Sementara itu, sejumlah pemangku kepentingan tampil berbicara, yakni akademisi Universitas Hasanuddin, Dr. Indrabayu, ST, MT, M.Bus.Sys,  Adnan Hamzah, SH, MH, Kasi Datun, Kejaksaan Negeri Makassar, serta Kapolrestabes Makasar yang di wakili oleh Kapolsek Ujung Pandang, Kompol Wahyu Basuki, S.IK.

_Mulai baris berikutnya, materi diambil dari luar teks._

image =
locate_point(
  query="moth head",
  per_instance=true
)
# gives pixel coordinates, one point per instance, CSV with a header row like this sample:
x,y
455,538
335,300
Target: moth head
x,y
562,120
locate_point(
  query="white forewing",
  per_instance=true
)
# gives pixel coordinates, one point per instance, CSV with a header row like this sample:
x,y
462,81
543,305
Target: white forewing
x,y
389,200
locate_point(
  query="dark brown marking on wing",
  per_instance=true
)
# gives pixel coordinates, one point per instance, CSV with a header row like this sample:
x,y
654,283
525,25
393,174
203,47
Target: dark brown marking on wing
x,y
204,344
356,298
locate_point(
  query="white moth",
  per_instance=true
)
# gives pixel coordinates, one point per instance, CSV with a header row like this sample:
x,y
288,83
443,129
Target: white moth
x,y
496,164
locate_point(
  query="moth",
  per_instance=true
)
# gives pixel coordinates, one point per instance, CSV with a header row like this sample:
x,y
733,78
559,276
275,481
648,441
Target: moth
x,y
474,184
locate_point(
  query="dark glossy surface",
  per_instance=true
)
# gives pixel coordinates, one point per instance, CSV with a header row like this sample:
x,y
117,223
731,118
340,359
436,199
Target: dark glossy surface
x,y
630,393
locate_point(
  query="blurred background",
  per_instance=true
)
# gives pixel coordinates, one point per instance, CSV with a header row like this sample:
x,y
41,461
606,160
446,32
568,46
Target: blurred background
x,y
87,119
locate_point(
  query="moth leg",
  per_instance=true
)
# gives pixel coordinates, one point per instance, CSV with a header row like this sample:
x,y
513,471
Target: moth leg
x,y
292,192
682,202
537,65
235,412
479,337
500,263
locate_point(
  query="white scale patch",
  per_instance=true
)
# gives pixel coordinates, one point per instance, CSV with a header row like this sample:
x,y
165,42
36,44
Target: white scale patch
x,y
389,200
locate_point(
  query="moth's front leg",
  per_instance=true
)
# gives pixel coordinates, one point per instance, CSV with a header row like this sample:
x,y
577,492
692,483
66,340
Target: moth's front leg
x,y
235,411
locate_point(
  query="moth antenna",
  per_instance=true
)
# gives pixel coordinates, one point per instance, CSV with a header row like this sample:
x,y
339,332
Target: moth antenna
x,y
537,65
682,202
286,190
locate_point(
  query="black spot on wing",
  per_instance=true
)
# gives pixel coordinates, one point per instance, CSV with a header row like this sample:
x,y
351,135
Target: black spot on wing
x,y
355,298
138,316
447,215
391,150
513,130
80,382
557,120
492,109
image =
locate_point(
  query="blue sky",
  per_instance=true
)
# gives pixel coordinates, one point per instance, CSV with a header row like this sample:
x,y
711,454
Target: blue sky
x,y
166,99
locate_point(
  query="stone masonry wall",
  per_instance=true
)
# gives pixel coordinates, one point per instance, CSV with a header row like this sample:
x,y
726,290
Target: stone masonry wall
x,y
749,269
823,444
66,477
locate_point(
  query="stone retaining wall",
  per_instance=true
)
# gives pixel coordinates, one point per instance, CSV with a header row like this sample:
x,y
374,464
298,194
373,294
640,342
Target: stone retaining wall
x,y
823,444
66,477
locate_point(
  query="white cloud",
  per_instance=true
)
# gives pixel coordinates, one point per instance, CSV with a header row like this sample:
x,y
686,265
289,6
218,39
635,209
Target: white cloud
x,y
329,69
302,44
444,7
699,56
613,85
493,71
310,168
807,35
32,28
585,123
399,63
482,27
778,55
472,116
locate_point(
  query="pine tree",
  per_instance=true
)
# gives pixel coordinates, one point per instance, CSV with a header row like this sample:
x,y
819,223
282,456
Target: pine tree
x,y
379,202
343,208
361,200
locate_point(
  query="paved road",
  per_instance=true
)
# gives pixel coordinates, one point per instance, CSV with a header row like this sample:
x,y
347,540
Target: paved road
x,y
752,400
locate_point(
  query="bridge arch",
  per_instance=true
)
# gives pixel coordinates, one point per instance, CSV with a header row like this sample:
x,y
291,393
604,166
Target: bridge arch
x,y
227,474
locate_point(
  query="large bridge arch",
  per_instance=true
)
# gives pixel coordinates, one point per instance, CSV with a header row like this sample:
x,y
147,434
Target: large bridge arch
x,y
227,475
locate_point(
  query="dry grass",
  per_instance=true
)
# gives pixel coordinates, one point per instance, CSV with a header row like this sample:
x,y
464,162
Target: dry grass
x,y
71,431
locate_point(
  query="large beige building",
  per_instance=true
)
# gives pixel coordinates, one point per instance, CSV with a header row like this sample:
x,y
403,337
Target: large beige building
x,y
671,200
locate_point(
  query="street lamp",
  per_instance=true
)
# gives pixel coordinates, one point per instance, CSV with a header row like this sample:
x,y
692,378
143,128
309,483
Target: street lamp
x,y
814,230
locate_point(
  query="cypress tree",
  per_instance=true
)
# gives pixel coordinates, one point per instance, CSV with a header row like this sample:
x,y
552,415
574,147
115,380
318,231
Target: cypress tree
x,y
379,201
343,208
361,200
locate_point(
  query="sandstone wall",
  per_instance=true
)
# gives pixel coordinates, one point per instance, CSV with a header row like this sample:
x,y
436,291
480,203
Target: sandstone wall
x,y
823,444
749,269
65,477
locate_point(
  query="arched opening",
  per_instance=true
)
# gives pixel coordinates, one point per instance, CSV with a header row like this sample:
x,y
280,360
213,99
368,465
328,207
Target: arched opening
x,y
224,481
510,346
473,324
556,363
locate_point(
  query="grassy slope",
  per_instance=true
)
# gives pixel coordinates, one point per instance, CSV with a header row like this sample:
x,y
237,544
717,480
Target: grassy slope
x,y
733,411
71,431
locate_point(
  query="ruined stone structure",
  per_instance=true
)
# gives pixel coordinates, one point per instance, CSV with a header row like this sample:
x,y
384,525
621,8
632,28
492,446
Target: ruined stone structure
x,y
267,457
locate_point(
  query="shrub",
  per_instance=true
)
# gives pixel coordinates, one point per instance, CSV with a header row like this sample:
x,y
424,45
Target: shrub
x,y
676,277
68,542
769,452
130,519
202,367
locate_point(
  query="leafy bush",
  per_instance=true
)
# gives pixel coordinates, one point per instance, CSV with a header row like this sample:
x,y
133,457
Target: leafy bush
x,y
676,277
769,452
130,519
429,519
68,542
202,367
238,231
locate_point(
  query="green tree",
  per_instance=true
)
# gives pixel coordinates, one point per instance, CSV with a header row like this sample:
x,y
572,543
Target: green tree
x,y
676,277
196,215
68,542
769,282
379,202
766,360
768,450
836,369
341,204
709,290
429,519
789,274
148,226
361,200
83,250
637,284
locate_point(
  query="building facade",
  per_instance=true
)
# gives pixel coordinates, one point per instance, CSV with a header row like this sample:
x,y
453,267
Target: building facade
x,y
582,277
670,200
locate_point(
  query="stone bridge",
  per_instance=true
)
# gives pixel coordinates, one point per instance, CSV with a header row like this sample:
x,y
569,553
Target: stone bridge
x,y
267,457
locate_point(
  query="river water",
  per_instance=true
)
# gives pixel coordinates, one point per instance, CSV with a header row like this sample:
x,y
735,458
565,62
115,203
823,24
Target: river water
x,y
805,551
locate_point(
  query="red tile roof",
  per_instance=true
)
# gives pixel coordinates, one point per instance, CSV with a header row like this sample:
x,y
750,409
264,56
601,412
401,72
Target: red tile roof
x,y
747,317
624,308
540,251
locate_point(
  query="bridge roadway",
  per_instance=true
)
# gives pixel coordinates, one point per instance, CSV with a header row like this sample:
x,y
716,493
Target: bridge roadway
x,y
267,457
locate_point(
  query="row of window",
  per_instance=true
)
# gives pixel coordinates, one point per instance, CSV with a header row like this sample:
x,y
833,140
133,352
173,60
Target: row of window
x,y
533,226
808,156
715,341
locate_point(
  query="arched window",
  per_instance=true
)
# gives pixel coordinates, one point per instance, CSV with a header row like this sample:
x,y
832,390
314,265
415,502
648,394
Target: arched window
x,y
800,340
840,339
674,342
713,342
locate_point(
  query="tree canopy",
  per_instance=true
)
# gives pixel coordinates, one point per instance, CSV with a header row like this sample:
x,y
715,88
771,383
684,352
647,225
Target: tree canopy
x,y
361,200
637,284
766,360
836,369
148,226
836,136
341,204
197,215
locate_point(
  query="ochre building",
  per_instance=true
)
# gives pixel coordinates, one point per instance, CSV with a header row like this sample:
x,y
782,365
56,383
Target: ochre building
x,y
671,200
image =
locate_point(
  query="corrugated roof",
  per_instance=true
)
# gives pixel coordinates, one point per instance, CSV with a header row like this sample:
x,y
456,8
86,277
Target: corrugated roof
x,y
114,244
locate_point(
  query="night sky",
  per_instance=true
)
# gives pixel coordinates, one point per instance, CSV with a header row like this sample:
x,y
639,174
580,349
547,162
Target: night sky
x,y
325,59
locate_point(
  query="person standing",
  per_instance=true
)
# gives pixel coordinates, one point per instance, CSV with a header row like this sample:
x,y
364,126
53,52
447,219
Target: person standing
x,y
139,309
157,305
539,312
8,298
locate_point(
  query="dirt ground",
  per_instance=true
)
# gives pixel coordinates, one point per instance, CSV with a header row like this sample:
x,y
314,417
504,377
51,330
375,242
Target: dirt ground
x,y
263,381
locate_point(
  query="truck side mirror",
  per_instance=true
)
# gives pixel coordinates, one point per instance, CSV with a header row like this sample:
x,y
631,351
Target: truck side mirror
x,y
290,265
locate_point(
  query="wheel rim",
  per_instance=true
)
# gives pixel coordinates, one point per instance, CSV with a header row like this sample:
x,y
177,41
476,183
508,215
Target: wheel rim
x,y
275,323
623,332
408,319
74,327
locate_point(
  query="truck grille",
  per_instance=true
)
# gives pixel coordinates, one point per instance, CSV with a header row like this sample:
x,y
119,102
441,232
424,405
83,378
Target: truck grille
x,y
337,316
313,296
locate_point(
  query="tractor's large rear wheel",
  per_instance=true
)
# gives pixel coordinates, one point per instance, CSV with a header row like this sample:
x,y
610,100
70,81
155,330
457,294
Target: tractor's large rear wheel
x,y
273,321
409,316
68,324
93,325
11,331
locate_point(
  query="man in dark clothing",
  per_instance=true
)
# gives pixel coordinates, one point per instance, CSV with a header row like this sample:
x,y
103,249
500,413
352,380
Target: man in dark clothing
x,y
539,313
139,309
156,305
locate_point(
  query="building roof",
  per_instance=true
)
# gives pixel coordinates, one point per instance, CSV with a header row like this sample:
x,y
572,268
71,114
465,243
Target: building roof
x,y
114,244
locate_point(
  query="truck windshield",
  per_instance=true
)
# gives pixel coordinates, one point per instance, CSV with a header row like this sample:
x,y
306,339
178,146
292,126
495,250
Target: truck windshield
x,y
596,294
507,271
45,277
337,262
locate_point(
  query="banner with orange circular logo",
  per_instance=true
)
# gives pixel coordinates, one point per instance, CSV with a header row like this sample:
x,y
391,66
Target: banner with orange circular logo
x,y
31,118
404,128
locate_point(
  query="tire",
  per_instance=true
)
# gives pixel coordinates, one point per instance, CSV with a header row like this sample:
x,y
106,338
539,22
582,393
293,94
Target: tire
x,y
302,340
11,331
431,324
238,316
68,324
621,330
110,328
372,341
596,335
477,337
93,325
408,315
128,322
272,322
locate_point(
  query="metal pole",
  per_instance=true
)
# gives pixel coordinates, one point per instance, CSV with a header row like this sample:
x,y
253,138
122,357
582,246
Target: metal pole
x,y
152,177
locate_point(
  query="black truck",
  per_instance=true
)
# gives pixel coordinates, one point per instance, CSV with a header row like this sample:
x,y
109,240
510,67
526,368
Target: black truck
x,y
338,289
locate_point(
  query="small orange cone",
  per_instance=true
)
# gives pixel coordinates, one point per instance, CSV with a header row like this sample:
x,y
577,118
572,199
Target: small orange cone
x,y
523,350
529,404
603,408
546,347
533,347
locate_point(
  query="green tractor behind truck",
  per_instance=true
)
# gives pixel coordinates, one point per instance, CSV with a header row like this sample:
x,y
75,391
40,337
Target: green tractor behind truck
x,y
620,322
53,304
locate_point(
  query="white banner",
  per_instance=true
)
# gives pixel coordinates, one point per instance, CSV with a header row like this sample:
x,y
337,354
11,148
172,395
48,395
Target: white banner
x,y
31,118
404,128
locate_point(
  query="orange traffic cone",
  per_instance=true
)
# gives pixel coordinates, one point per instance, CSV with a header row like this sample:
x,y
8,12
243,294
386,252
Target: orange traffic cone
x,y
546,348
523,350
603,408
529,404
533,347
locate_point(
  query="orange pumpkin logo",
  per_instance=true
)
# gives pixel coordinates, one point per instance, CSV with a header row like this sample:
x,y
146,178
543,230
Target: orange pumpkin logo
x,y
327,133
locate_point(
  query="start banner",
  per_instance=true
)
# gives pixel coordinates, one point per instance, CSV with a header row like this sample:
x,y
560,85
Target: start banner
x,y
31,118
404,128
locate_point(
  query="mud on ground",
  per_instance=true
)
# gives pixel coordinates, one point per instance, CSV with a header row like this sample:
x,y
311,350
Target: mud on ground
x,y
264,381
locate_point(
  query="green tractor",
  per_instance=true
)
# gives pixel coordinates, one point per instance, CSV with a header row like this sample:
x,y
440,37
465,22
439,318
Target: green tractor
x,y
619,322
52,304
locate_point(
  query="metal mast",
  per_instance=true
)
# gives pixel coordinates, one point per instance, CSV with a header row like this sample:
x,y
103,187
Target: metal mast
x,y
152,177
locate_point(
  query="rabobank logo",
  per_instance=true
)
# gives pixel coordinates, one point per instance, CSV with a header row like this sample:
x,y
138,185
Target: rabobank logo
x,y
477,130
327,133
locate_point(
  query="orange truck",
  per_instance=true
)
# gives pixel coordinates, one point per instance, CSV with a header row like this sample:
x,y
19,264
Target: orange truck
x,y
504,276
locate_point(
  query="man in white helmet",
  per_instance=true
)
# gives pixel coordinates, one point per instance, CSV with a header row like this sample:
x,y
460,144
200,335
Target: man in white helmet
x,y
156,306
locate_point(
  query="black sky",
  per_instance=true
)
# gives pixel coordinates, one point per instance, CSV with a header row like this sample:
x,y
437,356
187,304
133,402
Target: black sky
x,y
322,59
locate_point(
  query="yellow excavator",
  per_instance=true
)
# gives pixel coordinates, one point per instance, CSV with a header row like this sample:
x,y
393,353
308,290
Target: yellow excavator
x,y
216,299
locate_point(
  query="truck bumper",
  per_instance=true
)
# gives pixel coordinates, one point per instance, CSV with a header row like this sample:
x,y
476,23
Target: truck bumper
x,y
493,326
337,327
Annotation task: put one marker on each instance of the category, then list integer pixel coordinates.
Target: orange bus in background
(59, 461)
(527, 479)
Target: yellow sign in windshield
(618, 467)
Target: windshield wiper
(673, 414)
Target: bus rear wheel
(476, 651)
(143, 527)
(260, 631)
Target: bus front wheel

“Kita memang telah berada dalam era digital, namun kita wajib untuk paham regulasi yang berlaku di dalamnya. Kita banyak melihat kejahatan yang menggunakan perantara internet atau cyber crime, ini jelas bertentangan atau melawan UU yang berlaku” ujar Adnan Hamzah, SH, MH, Kasi Datun Kejari Makassar

Sementara itu, Kapolsek Ujung Pandang, Kompol Wahyu Basuki, S.IK. menyampaikan Revolusi Industri 4.0 juga membawa perubahan dalam sistem pelayanan di lingkungan Polri. “Salah satu implementasi dari era digital, yakni kita sudah membangun kerjasama dengan Pemkot Makassar dalam pengaplikasian sistem tilang elektronik. Kita berharap ini menjadi arah baru dalam menghadirkan kedisiplinan dalam berlalu lintas di Kota Makassar” ujarnya.